# Telco Customer Churn Prediction

## Task 1: Exploratory Data Analysis (EDA)
This notebook covers the step-by-step process of analyzing the Telco Customer Churn dataset, preprocessing the data, building classification models, and evaluating them.

### 1.1 Import Libraries

In [None]:
import pandas as pd
import numpy as np
import matplotlib.pyplot as plt
import seaborn as sns
from sklearn.model_selection import train_test_split, GridSearchCV, StratifiedKFold, ParameterGrid
from sklearn.preprocessing import StandardScaler, LabelEncoder
from sklearn.tree import DecisionTreeClassifier
from sklearn.metrics import accuracy_score, confusion_matrix, classification_report, roc_curve, auc
import tensorflow as tf
from tensorflow.keras.models import Sequential
from tensorflow.keras.layers import Dense, Dropout
from tensorflow.keras.callbacks import EarlyStopping
from sklearn import tree
import matplotlib.pyplot as plt
from imblearn.over_sampling import SMOTE

# Set visualization style
sns.set_style('whitegrid')
%matplotlib inline

# Reproducibility for NN training
tf.keras.utils.set_random_seed(42)

import warnings
warnings.filterwarnings('ignore')


### 1.2 Load Dataset

In [None]:
df = pd.read_csv('WA_Fn-UseC_-Telco-Customer-Churn.csv')
print(f"Dataset Shape: {df.shape}")
df.head()

### 1.3 Data Cleaning & Inspection

In [None]:
df.info()

In [None]:
# 'TotalCharges' is object but should be numeric.

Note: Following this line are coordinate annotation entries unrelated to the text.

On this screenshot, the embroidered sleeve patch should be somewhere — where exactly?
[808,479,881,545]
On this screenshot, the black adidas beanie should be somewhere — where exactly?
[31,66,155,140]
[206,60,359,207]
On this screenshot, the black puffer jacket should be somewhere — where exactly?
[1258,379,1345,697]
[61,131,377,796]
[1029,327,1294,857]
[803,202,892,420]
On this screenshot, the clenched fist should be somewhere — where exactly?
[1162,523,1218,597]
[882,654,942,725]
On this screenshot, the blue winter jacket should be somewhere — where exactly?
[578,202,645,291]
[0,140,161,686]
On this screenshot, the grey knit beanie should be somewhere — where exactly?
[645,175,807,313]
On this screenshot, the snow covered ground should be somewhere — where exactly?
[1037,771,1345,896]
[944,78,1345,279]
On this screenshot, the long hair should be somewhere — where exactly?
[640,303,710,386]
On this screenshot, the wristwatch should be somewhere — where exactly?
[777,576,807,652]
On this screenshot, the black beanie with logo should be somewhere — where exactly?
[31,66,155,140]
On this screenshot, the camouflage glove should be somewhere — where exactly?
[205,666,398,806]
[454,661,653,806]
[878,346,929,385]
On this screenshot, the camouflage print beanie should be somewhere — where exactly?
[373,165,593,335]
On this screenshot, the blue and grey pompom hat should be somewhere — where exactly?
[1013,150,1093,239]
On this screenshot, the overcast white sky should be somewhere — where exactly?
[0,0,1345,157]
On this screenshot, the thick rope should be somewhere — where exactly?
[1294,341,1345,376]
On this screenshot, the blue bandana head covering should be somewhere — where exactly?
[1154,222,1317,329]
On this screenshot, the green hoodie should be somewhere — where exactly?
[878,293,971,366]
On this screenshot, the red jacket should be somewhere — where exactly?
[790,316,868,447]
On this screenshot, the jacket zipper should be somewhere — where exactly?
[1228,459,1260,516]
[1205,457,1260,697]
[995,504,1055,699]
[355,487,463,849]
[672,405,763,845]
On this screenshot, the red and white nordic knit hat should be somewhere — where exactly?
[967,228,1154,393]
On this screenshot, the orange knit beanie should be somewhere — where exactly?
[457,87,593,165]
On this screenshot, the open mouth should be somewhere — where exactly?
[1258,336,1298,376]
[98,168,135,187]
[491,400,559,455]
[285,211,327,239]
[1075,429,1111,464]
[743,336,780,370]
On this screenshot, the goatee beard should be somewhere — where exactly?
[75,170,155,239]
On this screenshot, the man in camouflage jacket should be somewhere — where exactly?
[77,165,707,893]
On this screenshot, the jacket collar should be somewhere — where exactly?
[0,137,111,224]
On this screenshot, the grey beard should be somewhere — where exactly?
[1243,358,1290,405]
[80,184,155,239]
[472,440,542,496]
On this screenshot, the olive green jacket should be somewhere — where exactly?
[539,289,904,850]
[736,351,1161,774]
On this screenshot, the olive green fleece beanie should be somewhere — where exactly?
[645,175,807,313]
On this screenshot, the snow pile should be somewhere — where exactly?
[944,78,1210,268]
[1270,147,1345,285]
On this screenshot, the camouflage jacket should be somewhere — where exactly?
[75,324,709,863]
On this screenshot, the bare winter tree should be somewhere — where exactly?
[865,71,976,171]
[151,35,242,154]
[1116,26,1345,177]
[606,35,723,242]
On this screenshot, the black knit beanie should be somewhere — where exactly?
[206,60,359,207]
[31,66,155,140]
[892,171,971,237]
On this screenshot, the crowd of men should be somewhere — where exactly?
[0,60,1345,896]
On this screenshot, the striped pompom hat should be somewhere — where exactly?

Coerce errors to NaN.
df['TotalCharges'] = pd.to_numeric(df['TotalCharges'], errors='coerce')

# Check for missing values
print("Missing values per column:")
print(df.isnull().sum())

In [None]:
# Drop rows with missing TotalCharges (usually very few)
df.dropna(inplace=True)

# Remove 'customerID' as it's not a feature
if 'customerID' in df.columns:
    df.drop(columns=['customerID'], inplace=True)

print("New Shape after cleaning:", df.shape)

In [None]:
# SAVE CLEANED DATASET
df.to_csv("cleaned_telco_churn.csv", index=False)
print("Cleaned dataset saved as 'cleaned_telco_churn.csv'")


### 1.4 Visualization

In [None]:
# Target Variable Distribution
plt.figure(figsize=(6,4))
sns.countplot(x='Churn', data=df, palette='viridis')
plt.title('Distribution of Churn')
plt.show()

In [None]:
# Numerical Features Distributions
fig, axes = plt.subplots(1, 3, figsize=(18, 5))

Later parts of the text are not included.